Still, as I have said, I certainly agree that PF judges need to do a good job within the boundaries of not giving up their day jobs. They should flow. By the same token, PF debaters should recognize who's judging them and debate accordingly. Is a public speaking activity geared to the listeners of that activity is somehow a wrongheaded idea? As much as I appreciate that the skills involved in high level LD and Policy are useful and for life, they must first be translated into the rest of a person's existence, given that as far as I know there are few forums for discussion exactly like a fast LD or Policy round. On the other hand, there are plenty of forums for uses of speaking skills exactly the same as in a PF round. I have spent my entire career convincing people of one thing or another, or not, and watching others do likewise. Those are direct PF skills.

You know what I think the biggest problem with PF is? Maintaining a "mass market" debate event in the present environment we've created of high maintenance debate.



1 comment:

Ryan Miller said...

1. It's certainly true that *my* aesthetic preference is for NDT over parli/PF, but I also recognize that many people have a different aesthetic preference, which doesn't go away, and hence keep creating these events when their former events turn into NDT-style debate.
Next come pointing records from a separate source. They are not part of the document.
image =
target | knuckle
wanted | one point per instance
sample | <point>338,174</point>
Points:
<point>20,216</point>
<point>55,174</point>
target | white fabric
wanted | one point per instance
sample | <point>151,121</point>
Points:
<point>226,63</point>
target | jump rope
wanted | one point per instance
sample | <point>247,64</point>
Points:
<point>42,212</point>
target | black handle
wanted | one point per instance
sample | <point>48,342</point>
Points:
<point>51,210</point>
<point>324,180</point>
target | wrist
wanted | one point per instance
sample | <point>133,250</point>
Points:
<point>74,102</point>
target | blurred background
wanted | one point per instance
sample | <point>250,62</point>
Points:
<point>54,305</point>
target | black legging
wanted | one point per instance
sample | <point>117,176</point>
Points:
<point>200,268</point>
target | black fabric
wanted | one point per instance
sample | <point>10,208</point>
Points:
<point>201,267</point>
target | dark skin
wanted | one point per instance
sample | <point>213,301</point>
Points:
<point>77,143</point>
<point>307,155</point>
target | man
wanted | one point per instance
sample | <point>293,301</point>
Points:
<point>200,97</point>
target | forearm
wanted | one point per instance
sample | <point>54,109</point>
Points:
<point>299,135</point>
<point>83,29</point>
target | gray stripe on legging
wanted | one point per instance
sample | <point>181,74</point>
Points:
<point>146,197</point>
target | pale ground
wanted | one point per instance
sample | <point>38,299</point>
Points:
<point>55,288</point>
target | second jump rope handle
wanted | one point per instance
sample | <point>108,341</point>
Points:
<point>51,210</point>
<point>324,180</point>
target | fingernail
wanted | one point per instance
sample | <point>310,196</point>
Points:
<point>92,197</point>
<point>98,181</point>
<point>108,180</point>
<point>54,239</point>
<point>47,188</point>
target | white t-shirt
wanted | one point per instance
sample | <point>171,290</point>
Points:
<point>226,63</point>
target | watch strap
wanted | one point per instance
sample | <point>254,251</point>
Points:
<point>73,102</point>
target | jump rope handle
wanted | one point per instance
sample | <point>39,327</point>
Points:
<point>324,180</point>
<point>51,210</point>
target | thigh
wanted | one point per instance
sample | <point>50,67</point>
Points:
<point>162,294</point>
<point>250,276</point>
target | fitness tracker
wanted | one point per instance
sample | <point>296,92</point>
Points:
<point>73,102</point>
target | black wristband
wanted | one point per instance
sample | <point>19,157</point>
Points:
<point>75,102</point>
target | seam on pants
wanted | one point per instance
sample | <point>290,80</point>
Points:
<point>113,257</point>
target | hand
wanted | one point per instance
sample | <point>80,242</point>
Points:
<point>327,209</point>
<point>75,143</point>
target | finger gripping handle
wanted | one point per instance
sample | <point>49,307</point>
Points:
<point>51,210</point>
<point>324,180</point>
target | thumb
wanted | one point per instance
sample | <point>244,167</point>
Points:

2. Ever-shrinking-policy: part of this is the high-overhead environment, and part of it is presumably resultant from the splintering of events. If your aesthetic preference is policy, policy may accommodate that best, but LD can do it without the hassle of a partner and until recently the necessity to fly tubs. That becomes self-reinforcing as smaller communities have to fly more. Also, the sortof kids and schools who now do PF used to do local-traditional policy, and thus be counted in the policy numbers and sometimes developed their own pathways to the circuit. In other words, think of creating new lower-overhead debate events as a kind of redistribution, with some efficiency cost.
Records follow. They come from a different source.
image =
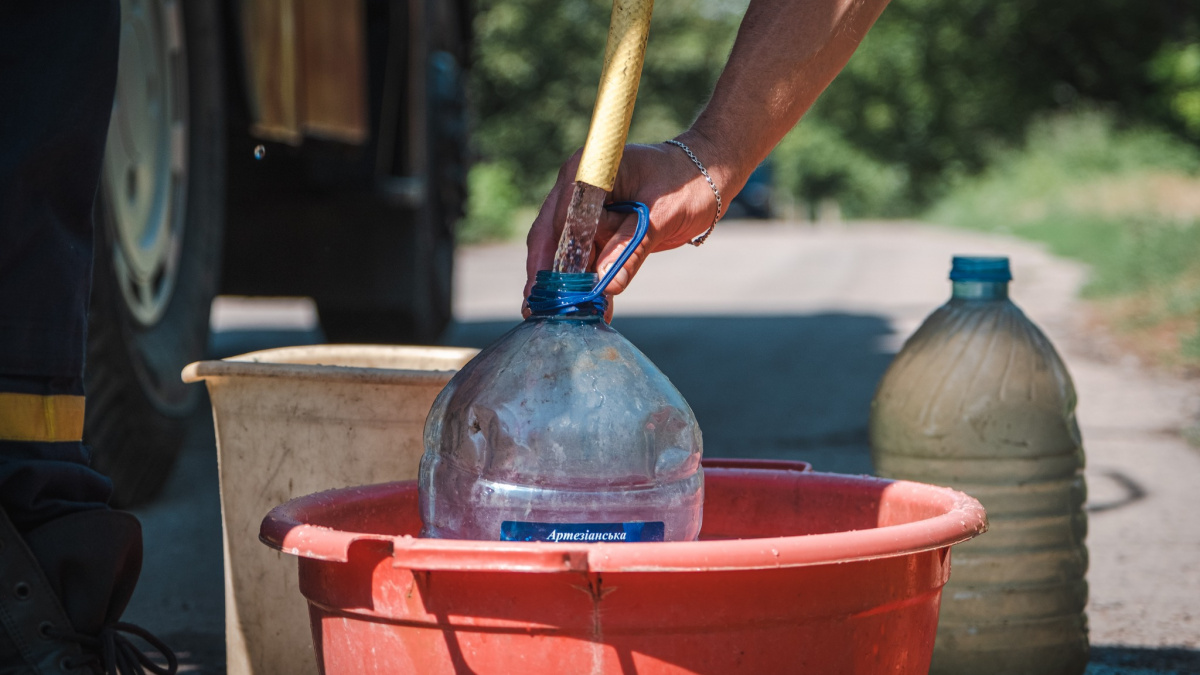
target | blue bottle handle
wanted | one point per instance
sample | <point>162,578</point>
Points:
<point>568,302</point>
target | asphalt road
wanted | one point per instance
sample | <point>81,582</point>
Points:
<point>777,335</point>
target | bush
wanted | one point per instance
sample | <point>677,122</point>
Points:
<point>492,203</point>
<point>814,163</point>
<point>1127,202</point>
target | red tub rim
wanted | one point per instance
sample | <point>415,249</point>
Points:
<point>288,529</point>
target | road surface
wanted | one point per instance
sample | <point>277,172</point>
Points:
<point>777,334</point>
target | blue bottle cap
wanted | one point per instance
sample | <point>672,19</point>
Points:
<point>975,268</point>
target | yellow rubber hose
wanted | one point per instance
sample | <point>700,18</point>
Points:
<point>623,59</point>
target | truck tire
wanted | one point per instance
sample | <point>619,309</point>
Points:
<point>160,216</point>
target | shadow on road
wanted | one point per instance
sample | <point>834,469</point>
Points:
<point>778,387</point>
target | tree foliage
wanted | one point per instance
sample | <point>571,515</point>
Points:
<point>931,90</point>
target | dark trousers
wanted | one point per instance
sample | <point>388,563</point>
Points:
<point>58,72</point>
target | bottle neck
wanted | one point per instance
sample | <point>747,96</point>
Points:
<point>981,291</point>
<point>555,286</point>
3. So what does that look like? First, I want to be clear about my rhetoric: some redistribution is worth doing, if it keeps the peace and increases overall engagement. Second, while my comments about parli may have been somewhat disparaging, I don't think it's value-less, and PF with adults doing the judging and tamping down the drinking may be rather more so. The trick is how to avoid bifurcation, with the kids who want to put in more effort going to camp, then pushing the bounds of high-overhead debate and pushing for judges who let them do that. If those kids don't get those judges, they're cranky. If they do, their opponents are cranky. PF is already seeing these tensions.

Well, the high school debate event that has totally avoided the NDT-track is congress. Why? Well, topics change constantly, so camps focus more on general speaking and research ability than 'winning' debates, judge intervention is institutionalized and expected (your speech will rate lower if you say dumb things, even if no later speech addresses this) and perhaps most fundamentally it's ranked rather than win/lose, which makes the intervention more appropriate and less galling. The trouble with congress is that (like college parli) the students write the topics which are often poor and long chains of unaffiliated debaters have little incentive to engage the topics deeply, so debates are terminally boring.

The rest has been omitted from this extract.